Tip: Generated Column Syntax

ALTER TABLE products ADD COLUMN total_price NUMERIC
    GENERATED ALWAYS AS (quantity * unit_price) STORED;

Computed automatically on every insert/update.

Gotcha: Generated Columns Can't Be Written To

INSERT INTO products (total_price) VALUES (100); -- ERROR

You must insert the source columns, not the generated one.

Tip: Generated Columns Are Indexed

CREATE INDEX idx_products_total ON products (total_price);

Works like any regular column for indexing.

Gotcha: Only STORED is Supported

PostgreSQL only supports STORED (computed on write), not VIRTUAL (computed on read).
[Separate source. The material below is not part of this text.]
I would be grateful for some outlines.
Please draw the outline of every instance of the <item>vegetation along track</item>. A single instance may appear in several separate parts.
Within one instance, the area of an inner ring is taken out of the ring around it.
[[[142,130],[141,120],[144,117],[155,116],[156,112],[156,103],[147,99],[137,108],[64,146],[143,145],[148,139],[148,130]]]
Tip: Use Functions in Generated Columns

GENERATED ALWAYS AS (lower(trim(name))) STORED

Any immutable function works.

Gotcha: Cannot Reference Other Tables

Generated columns can only reference columns in the same row.

Tip: EXPLAIN (ANALYZE, BUFFERS) Is Your Best Friend

For query debugging, always use EXPLAIN (ANALYZE, BUFFERS) instead of plain EXPLAIN. The BUFFERS option shows hit/miss rates for every node, revealing whether your indexes are actually in memory.

Tip: Partial Indexes Are Underutilized

CREATE INDEX ON orders (status) WHERE status = 'pending' creates a tiny index that covers only the rows your query needs. It's faster to scan and cheaper to maintain than a full-column index.

Gotcha: NULL Sorting Is Non-Obvious

By default, NULLs sort AFTER non-null values in ascending order. ORDER BY col DESC puts NULLs FIRST. Use NULLS LAST or NULLS FIRST to be explicit.

Senior Insight

Generated columns in PostgreSQL 12+ are excellent for computed data that's queried frequently. I use them for indexing JSONB field extractions, computed prices (quantity * unit_price), and formatted dates. The big advantage over application-level computation: generated columns are stored on disk and indexed naturally. The disadvantage: they add storage overhead and cannot be directly updated. For data that changes infrequently, they're a great trade-off.